Sample Data
NASA Apache Web Logs
The sample time-series dataset in nasa_19950801.tsv comes from public 1995 NASA Apache web logs. The file contains data for a single day and is in an Imhotep-friendly TSV format.
A Perl script was used to convert the Apache web log into the TSV format, extracting the following fields:
host | When possible, the hostname making the request. Uses the IP address if the hostname was unavailable. |
logname | Unused, always - |
time | In seconds, since 1970 |
method | HTTP method: GET, HEAD, or POST |
url | Requested path |
response | HTTP response code |
bytes | Number of bytes in the reply |
Here is an example line (or document) from the dataset:
piweba3y.prodigy.com - 807301196 GET /shuttle/missions/missions.html 200 8677
The timestamp 807301196
is the conversion of 01/Aug/1995:13:19:56 -0500
using Perl:
use Date::Parse; $in = "01/Aug/1995:13:19:56 -0500"; $out = str2time($in); print "$out\n";
Data for two months are available in these compressed files:
nasa_19950630.22-19950728.12.tsv.gz
nasa_19950731.22-19950831.22.tsv.gz
TSV Data Size (raw uncompressed) | Imhotep Data Size |
---|---|
256 MB | 19 MB |
Source: Internet Traffic Archive
Wikipedia Web Logs
The time-series data in wikipedia_e_20140913.11.tsv.gz is one hour of data from 9/13/2014 for Wikipedia articles beginning with the letter E.

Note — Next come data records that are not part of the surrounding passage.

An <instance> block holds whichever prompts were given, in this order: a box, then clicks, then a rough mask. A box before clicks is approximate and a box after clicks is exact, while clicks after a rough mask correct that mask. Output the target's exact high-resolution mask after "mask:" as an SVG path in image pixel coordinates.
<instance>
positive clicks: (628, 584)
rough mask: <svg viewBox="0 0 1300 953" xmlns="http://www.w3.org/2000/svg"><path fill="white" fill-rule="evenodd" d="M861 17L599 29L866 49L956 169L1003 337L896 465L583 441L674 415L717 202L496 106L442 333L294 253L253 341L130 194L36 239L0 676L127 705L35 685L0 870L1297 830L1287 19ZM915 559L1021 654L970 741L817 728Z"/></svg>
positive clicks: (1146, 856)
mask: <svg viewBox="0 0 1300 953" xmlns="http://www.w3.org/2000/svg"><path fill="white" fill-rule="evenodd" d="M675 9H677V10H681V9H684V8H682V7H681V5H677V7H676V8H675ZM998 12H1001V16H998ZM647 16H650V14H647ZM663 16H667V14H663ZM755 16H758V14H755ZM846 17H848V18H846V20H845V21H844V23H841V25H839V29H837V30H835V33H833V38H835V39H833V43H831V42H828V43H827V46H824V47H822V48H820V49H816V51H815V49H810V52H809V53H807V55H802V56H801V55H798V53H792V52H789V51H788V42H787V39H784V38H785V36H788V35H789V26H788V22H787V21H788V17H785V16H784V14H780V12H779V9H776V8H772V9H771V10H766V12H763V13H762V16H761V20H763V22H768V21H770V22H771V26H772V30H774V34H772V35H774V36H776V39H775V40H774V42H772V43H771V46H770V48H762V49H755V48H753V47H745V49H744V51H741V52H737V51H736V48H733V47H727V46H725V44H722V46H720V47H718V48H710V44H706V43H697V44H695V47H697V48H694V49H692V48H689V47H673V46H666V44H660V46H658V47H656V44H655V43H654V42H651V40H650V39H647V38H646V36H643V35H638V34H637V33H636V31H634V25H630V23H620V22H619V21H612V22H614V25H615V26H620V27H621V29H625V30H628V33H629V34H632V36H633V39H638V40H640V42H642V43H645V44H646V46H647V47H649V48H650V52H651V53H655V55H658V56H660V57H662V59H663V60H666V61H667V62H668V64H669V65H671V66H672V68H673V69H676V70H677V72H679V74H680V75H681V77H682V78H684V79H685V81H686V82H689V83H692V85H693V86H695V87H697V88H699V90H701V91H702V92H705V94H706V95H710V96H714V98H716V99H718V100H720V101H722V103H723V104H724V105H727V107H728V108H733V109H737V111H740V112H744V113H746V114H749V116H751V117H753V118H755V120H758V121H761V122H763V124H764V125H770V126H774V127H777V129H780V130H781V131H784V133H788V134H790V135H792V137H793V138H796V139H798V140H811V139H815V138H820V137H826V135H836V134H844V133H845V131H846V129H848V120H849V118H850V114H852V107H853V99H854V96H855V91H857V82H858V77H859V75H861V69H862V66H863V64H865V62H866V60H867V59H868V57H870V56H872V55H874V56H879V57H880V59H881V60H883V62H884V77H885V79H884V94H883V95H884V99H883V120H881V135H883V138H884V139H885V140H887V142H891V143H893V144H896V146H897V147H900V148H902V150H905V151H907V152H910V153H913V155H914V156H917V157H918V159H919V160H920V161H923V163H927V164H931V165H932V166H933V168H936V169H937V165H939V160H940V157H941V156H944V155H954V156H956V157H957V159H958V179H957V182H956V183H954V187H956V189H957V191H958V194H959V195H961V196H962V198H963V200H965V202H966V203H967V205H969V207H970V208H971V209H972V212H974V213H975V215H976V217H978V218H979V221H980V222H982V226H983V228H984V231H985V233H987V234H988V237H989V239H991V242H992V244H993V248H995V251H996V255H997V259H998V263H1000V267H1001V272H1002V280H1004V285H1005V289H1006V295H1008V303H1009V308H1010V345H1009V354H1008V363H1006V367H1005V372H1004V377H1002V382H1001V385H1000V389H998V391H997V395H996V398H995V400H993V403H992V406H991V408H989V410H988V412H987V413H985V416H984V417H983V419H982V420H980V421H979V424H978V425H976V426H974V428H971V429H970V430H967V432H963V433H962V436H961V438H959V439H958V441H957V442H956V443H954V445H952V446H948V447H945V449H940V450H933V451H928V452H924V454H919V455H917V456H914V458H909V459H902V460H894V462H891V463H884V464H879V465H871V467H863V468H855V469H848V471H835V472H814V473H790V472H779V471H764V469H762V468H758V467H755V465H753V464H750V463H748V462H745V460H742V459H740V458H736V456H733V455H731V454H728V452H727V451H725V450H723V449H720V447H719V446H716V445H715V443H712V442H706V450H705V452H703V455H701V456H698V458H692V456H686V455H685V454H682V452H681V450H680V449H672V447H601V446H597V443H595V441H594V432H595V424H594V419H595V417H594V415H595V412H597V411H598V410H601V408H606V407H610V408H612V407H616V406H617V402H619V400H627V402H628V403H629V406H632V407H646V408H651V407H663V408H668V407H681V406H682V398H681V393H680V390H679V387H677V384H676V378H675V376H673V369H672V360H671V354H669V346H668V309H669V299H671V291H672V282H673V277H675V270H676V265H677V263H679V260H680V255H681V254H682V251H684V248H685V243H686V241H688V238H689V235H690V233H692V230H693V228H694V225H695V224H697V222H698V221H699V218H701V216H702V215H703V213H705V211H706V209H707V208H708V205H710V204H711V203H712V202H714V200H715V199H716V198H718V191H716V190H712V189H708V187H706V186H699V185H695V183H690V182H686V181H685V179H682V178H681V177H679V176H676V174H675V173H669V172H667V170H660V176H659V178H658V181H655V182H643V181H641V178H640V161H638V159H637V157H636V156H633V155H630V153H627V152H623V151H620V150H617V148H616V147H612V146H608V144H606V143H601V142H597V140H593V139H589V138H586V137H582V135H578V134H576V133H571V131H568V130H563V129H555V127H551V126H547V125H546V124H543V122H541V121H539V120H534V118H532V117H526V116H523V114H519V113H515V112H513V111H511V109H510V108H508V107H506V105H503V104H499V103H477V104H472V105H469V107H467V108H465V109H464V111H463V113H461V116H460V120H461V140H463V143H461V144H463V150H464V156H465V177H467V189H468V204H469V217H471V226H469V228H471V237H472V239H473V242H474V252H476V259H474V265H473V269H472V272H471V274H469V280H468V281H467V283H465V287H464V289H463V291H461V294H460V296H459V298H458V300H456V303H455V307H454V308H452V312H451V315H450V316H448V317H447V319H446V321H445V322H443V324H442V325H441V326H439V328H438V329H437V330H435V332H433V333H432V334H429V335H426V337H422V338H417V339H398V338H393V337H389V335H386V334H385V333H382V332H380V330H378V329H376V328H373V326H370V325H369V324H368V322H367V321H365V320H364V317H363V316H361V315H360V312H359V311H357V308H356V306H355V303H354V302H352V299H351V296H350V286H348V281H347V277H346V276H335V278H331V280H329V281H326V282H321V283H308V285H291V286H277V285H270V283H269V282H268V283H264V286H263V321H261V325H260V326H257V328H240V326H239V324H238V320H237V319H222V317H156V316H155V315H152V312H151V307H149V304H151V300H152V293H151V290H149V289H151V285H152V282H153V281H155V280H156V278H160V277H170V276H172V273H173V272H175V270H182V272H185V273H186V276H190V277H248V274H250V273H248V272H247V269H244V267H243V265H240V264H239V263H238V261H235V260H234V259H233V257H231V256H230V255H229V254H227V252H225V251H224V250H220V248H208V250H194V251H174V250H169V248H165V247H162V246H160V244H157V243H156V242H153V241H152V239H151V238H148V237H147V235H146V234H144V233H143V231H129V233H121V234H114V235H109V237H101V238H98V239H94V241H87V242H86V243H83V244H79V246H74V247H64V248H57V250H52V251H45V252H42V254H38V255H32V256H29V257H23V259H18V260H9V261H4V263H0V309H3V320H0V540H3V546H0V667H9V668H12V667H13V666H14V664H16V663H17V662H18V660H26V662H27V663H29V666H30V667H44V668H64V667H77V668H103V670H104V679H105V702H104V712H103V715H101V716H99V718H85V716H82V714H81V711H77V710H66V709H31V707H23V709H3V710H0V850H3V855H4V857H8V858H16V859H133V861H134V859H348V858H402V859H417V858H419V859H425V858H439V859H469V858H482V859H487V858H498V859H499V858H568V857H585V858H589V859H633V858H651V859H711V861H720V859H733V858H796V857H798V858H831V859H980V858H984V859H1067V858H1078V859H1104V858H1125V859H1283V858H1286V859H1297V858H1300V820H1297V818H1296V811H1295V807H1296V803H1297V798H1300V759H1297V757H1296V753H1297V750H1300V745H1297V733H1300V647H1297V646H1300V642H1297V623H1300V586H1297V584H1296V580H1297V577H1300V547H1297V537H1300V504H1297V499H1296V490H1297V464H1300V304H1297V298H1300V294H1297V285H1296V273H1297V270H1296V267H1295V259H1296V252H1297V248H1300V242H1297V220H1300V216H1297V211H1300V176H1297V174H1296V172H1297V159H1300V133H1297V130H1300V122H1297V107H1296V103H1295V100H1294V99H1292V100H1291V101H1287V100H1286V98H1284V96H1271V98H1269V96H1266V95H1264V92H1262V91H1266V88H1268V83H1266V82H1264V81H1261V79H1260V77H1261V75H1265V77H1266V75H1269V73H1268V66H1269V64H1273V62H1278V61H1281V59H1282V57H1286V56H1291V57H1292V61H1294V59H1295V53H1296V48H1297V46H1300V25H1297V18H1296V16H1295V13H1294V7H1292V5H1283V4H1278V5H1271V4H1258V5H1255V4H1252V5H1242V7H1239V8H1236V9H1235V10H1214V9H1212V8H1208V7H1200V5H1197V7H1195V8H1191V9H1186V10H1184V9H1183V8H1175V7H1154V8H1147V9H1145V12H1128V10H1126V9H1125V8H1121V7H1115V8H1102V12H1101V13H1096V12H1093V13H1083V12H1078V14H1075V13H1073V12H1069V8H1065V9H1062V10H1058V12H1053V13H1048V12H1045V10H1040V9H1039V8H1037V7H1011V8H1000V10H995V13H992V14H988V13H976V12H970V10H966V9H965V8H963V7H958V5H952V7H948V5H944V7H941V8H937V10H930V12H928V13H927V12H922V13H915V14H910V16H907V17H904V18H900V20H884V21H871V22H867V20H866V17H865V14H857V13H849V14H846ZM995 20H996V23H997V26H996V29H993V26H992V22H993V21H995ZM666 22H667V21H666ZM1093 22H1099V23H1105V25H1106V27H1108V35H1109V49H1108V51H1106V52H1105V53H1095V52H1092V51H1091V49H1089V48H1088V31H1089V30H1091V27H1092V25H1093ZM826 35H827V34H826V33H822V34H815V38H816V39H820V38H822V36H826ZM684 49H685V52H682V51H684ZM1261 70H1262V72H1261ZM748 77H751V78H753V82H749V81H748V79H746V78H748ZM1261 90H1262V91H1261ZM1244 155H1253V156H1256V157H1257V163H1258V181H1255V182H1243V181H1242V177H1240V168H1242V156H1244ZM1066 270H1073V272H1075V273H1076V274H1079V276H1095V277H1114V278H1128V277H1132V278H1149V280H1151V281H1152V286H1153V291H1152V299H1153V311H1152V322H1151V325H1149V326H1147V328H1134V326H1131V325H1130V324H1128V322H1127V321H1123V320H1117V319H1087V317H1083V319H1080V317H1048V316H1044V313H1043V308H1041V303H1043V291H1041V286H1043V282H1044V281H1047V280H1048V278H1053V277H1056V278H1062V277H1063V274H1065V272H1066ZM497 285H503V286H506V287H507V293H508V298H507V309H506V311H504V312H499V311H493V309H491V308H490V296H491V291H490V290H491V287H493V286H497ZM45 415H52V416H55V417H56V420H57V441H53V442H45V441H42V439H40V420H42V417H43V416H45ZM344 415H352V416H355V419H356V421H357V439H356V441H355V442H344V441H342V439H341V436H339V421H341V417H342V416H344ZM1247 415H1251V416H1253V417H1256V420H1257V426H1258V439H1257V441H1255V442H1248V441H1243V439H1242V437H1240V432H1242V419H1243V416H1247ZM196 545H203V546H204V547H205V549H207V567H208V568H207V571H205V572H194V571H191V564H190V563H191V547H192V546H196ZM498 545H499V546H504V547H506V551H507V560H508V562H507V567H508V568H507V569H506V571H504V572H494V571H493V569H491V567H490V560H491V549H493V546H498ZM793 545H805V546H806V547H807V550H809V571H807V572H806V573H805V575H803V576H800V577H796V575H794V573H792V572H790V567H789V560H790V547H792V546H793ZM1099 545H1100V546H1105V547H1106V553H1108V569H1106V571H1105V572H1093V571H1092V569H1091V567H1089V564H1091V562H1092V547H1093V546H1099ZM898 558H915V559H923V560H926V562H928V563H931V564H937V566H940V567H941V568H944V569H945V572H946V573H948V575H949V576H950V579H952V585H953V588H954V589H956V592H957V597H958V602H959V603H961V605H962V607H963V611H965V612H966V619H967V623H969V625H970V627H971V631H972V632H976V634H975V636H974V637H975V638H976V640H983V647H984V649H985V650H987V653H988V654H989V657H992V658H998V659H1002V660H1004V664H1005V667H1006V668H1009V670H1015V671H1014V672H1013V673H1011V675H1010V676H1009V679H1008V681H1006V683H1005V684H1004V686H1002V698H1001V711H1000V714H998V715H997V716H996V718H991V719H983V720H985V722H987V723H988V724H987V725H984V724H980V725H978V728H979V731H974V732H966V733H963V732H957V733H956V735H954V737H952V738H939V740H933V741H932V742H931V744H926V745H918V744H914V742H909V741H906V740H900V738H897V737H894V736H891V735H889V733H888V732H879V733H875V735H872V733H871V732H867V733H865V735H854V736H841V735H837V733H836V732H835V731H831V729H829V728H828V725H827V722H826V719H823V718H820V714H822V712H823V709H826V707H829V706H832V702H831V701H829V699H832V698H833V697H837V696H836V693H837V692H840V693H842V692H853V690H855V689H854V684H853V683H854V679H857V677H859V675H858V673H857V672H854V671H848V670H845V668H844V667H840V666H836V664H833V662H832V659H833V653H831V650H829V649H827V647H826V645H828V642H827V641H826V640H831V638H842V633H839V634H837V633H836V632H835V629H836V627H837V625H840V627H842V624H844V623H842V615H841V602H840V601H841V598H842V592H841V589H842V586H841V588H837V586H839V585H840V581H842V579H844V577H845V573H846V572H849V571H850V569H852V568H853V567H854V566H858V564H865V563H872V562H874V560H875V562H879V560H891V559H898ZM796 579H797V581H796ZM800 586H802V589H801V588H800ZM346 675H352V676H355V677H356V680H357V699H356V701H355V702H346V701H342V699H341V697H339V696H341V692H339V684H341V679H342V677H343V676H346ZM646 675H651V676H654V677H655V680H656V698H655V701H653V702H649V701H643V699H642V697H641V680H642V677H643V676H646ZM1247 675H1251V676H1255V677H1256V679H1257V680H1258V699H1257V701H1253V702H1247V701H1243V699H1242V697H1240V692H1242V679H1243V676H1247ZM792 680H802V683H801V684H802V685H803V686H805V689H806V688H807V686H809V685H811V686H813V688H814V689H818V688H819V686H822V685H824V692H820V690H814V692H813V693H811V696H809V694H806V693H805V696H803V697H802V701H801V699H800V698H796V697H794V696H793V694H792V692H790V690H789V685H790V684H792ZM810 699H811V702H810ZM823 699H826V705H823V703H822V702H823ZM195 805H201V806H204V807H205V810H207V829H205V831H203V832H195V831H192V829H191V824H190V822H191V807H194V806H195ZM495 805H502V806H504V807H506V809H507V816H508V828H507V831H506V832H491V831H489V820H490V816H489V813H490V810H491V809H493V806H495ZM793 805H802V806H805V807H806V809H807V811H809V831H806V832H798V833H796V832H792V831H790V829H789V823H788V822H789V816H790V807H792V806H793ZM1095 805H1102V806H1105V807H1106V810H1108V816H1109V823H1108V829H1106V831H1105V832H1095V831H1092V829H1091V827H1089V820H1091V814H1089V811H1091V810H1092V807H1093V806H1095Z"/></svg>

Each document corresponds to a Wikipedia article that was served in that hour:
title | Title of the article on Wikipedia |
categories+ | List of categories in which the article is contained |
titleWords+ | List of words in the title |
linksOut+ | List of Wikipedia articles linked by the article |
numRequests | Number of requests for the article in that hour |
bytesServed | Number of bytes served for the article in that hour |
The most popular E entry in that hour was English_alphabet
.
title | categories+ | titleWords+ | linksOut+ | numRequests | bytesServed |
---|---|---|---|---|---|
English_alphabet |
All_Wikipedia_articles_needing_clarification All_articles_needing_additional_references All_articles_with_unsourced_statements Articles_containing_Old_English-language_text Articles_needing_additional_references_from_June_2011 Articles_with_hAudio_microformats Articles_with_unsourced_statements_from_January_2011 Articles_with_unsourced_statements_from_July_2010 Articles_with_unsourced_statements_from_March_2014 English_spelling Latin_alphabets Wikipedia_articles_needing_clarification_from_August_2013 |
English alphabet |
A Adjective Aircraft Alphabet_song American_English American_braille American_manual_alphabet Ampersand Anglo-Saxon_futhorc Anglo-Saxons Ansuz_(rune) Apostrophe B Body_cavity British_English Byrhtfert ... |
960 |
21124206 |
TSV Data Size (raw uncompressed) | Imhotep Data Size |
---|---|
2450 GB | 272 GB |
Source: https://dumps.wikimedia.org/other/pagecounts-raw/ for page counts and https://dumps.wikimedia.org/backup-index.html for all other fields
World Cup 2014 Player Data
The dataset in worldcupplayerinfo_20140701.tsv includes information about players in the World Cup 2014. Since this is not typical time-series Imhotep data, all documents are assigned the same timestamp: 2014-07-01 00:00:00
Each document in the dataset includes information about a single player:
Player | String | Player’s name. |
Age | Int | Player’s age. |
Captain | Int | Value (1 or 0) indicates whether the player is a captain. |
Club | String | The player’s club when not playing for the national team in the World Cup. |
Country | String | The country the player represents in the World Cup. |
Group | String | The player’s national team belongs to this World Cup group. |
Jersey | Int | The player’s jersey number. |
Position | String | The player’s position. |
Rank | Int | The ranking of the country the player represents. |
Selections | Int | The number of World Cup appearances for this player. |
TSV Data Size (raw uncompressed) | Imhotep Data Size |
---|---|
45 KB | 15 KB |
Source: Stack Exchange Network / Open Data
The data are distributed under the creative commons Attribution-Share Alike 4.0 International license. The creator of the data is http://opendata.stackexchange.com/users/3061/bryan. In compliance with this license, the data is hereby attributed to the users and owners of StackOverflow, but not in such a way as to suggest that they endorse Indeed or Indeed’s use of the data.